4. Gene expression mean ~ variance:

ggplot(gene.stats, aes(log10(mean_exp), log10(var_exp))) + 
  geom_point(alpha=0.3, shape=16) + geom_density_2d(size = 0.3) +
  geom_abline(intercept = 0, slope = 1, color='red') + 
  xlab(label = 'log10(mean of expression)') + 
  ylab(label = 'log10(variance of expression)') + theme_bw() +
  theme(axis.text = element_text(size = 14),axis.title = element_text(size = 14,face = 'bold'))

We can see that up to a mean UMI count of ~1, the mean-variance follows the red 1:1 line, i.e. variance and mean are roughly equal (as expected under a Poisson model). However, genes with a higher average UMI count show overdispersion compared to Poisson.

5. Gene mean expression ~ detection rate:

x = seq(from = -3, to = 2, length.out = 1000)
poisson_model <- data.frame(log_mean = x, detection_rate = 1 - dpois(0, lambda = 10^x))
ggplot(gene.stats,aes(x=log10(mean_exp),y=detection)) + geom_point(alpha=0.3, shape=16) +
  geom_line(data=poisson_model, aes(x=log_mean, y=detection_rate), color='red') +
    xlab(label = 'log10(mean expression)') + 
    ylab(label = 'detection rate') +
    theme_bw() + theme(axis.text = element_text(size = 14),
                          axis.title = element_text(size = 14,face = 'bold'))

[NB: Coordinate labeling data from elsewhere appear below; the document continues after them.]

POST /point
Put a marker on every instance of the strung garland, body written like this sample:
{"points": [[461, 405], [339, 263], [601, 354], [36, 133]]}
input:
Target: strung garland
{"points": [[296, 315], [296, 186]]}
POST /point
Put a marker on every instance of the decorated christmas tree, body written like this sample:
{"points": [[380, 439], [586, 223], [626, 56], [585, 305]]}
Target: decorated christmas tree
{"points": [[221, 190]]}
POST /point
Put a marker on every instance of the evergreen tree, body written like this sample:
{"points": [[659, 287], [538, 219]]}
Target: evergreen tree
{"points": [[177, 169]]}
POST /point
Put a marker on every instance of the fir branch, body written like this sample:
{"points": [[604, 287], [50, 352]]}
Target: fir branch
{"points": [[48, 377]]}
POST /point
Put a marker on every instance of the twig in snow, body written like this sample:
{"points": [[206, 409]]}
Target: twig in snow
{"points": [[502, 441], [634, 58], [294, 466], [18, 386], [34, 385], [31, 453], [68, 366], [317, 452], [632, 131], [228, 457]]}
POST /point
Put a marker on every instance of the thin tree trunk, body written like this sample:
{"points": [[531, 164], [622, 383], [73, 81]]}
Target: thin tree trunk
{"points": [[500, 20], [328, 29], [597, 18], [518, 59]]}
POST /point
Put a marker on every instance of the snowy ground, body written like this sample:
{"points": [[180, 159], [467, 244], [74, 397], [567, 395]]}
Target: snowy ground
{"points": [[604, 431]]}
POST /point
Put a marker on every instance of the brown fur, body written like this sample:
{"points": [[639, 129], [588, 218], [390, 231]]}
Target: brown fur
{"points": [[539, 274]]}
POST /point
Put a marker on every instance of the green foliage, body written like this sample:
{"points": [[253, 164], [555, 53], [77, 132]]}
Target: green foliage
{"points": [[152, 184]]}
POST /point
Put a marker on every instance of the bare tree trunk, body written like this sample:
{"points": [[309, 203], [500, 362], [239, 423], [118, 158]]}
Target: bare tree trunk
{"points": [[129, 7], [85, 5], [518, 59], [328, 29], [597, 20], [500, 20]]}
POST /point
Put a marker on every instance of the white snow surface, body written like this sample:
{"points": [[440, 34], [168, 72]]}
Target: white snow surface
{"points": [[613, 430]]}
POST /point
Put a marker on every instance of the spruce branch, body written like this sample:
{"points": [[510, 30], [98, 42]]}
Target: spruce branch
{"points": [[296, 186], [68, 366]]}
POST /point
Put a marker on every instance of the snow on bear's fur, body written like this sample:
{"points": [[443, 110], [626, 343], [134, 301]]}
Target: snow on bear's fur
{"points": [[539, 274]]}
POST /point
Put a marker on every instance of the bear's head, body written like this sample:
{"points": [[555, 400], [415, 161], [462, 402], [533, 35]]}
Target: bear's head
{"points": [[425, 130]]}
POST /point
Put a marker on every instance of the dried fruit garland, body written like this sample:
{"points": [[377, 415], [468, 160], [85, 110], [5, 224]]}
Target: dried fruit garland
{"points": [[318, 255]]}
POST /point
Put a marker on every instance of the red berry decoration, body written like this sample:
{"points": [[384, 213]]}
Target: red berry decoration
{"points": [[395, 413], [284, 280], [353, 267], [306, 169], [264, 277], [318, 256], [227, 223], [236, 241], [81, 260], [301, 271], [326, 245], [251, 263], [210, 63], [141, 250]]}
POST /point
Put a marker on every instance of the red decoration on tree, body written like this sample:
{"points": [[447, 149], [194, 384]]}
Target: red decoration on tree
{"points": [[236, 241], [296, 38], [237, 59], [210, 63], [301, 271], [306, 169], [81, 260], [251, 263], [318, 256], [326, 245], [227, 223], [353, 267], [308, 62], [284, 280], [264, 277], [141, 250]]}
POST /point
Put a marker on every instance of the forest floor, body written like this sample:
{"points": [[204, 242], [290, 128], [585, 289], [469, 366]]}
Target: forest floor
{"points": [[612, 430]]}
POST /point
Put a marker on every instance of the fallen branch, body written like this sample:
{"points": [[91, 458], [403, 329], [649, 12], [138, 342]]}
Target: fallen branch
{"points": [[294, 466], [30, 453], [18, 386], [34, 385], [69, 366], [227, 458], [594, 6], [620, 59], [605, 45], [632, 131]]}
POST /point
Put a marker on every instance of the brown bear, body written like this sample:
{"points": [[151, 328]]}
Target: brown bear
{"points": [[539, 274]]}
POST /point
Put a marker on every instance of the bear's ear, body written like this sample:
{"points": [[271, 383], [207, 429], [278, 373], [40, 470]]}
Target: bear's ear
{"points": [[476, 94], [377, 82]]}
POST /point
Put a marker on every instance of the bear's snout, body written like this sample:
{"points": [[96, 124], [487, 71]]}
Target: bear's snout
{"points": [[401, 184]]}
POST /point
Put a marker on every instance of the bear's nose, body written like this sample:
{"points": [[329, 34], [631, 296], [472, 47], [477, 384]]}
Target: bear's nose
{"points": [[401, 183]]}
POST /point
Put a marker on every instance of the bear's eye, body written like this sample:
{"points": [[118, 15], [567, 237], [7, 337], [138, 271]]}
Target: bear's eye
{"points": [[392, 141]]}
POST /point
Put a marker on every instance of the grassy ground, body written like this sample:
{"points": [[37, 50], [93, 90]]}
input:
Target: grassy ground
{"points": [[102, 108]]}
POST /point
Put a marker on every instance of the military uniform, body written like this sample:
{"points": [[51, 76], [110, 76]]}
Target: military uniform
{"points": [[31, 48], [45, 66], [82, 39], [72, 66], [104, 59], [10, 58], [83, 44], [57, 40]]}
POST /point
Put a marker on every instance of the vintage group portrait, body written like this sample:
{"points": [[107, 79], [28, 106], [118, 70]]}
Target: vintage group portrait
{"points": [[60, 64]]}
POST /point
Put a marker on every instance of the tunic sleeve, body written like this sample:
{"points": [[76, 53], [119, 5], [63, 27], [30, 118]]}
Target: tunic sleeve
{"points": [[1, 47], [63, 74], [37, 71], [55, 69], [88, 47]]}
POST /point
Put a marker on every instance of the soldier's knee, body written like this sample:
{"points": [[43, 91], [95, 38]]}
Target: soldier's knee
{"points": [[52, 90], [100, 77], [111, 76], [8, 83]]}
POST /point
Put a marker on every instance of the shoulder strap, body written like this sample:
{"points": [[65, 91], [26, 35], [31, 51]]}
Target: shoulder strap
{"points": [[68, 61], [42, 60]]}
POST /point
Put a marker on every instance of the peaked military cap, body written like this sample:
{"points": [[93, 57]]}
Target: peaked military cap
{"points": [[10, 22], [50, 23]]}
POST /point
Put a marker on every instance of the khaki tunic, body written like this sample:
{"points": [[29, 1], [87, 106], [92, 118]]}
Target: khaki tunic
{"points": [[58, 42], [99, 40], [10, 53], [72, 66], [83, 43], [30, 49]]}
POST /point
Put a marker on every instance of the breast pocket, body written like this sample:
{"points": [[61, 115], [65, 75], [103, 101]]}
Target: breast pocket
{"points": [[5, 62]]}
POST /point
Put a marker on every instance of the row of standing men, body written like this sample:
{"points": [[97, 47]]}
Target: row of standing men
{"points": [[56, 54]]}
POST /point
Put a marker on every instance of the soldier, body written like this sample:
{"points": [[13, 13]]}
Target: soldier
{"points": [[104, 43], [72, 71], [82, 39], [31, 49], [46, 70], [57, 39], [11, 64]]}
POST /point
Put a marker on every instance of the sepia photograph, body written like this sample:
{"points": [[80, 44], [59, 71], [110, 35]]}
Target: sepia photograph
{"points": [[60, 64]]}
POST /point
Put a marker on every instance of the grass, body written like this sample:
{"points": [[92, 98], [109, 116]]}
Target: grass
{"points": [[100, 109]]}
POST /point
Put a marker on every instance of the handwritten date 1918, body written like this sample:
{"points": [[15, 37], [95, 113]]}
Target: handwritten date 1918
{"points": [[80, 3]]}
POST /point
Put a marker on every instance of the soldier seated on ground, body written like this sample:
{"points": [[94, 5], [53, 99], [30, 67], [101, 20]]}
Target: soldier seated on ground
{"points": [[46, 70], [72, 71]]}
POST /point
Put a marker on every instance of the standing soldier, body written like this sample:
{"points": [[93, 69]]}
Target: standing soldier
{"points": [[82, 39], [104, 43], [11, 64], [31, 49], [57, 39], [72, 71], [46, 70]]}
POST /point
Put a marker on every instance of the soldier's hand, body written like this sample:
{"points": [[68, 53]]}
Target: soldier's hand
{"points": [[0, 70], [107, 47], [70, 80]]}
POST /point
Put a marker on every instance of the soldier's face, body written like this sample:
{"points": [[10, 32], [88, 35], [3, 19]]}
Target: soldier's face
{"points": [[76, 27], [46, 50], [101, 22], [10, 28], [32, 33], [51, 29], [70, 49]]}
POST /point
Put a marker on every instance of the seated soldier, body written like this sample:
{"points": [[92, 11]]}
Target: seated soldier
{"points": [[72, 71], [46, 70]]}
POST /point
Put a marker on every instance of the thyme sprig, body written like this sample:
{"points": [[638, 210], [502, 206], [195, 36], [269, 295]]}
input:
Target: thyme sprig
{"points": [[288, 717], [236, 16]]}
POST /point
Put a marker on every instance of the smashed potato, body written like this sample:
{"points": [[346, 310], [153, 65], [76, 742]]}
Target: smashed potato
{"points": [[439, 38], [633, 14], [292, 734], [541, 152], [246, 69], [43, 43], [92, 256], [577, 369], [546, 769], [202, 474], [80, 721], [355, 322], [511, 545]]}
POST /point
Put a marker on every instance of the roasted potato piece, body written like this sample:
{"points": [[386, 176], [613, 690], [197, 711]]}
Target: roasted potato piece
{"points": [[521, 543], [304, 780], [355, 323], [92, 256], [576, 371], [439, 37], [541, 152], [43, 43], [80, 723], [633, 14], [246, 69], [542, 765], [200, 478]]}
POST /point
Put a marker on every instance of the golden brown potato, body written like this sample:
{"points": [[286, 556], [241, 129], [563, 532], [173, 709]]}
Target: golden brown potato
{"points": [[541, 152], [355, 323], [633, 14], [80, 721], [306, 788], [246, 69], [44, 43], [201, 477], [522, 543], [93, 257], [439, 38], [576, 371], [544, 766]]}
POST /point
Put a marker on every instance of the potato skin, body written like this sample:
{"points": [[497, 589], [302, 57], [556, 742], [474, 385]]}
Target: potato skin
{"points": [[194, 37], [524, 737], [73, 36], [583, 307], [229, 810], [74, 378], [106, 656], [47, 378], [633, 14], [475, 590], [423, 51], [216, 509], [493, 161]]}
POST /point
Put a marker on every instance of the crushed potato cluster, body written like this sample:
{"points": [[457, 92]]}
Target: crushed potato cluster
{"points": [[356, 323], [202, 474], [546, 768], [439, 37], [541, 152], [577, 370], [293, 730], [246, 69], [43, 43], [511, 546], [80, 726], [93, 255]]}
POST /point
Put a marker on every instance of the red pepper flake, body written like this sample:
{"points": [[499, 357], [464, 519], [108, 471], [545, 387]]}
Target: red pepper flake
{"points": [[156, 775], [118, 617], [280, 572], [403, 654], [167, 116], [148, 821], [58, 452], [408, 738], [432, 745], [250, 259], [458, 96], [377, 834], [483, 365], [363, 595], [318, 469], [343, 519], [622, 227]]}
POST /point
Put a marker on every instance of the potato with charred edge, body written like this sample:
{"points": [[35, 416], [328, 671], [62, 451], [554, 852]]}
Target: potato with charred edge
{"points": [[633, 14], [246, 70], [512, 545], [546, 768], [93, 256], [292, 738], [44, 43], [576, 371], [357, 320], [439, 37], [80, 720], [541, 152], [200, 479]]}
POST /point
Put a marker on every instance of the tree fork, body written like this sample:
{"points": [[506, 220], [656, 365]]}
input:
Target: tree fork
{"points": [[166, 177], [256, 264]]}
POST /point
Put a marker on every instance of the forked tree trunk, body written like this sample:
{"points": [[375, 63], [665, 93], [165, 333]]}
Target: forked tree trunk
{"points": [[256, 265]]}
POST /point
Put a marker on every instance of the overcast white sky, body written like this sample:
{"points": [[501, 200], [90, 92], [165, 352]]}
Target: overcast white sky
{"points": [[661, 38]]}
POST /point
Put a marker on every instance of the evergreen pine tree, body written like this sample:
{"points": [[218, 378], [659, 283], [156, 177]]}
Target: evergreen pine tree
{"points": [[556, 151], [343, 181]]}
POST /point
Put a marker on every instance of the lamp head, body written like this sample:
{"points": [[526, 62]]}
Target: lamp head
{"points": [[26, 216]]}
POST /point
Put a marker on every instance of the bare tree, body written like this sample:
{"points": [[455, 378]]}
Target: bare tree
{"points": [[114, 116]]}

Red curve: the expected detection rate under Poisson model.
We see a lower than expected detection rate in the medium expression range. However, for the highly expressed genes, the rate is very close to 1.0, suggesting that there is no zero-inflation in the counts for those genes and that zero-inflation is a result of overdispersion, rather than an independent systematic bias.